Yes, there is a humorous side to this memoir but underneath there is dead seriousness. My inner self, the one of which I’m not always conscious, registered the fact of death I’d been living with during the second half of our 25 years spent in a suburb of Philadelphia.
I wasn’t a nature fan. I didn’t watch birds, I didn’t go on hikes, I never enjoyed the leaves of our huge oak trees making their way down in the autumn. The only nature-related activity I liked was planting impatiens in our flower beds. Impatiens can only grow in shade and the oak trees provided a perfect environment for them. They bloomed thickly and didn’t need much attention. The three of us always participated in planting them.
But then there is what was happening underneath. Every day for at least ten years and probably more I drove to work and back, looking at bulldozers scraping away what was put in fields and meadows naturally, and it was all gone forever. That was the worst part and lots of times I would forcefully shove that particular fact down deep into my subconscious, as deep as I could go.

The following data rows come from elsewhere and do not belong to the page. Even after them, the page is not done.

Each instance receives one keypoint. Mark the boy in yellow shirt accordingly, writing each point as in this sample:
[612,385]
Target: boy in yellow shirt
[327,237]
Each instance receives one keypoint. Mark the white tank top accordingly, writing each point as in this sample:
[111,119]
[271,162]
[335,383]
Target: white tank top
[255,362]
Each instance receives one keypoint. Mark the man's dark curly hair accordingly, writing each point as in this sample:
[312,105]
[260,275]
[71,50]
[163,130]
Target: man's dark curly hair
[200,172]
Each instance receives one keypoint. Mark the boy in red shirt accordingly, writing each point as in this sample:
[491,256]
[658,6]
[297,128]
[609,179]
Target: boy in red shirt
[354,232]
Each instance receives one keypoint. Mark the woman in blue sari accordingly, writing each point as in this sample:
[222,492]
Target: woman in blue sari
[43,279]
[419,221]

It sprang to the surface, once I made the first trip “upstate” after having gone through the tunnel. I had to own up to the fact that I loved the earth, that “weeds” weren’t what people said they were, that along with my neighbors at the end of our street I noticed with a sinking heart the overabundance of songbirds. Why did the birds break my heart? At the other end of our street there were no more trees left to shelter them.
I’ve written about this over and over and I know now that I’ll never stop thinking and writing about it. When your soul is touched that deeply you don’t forget.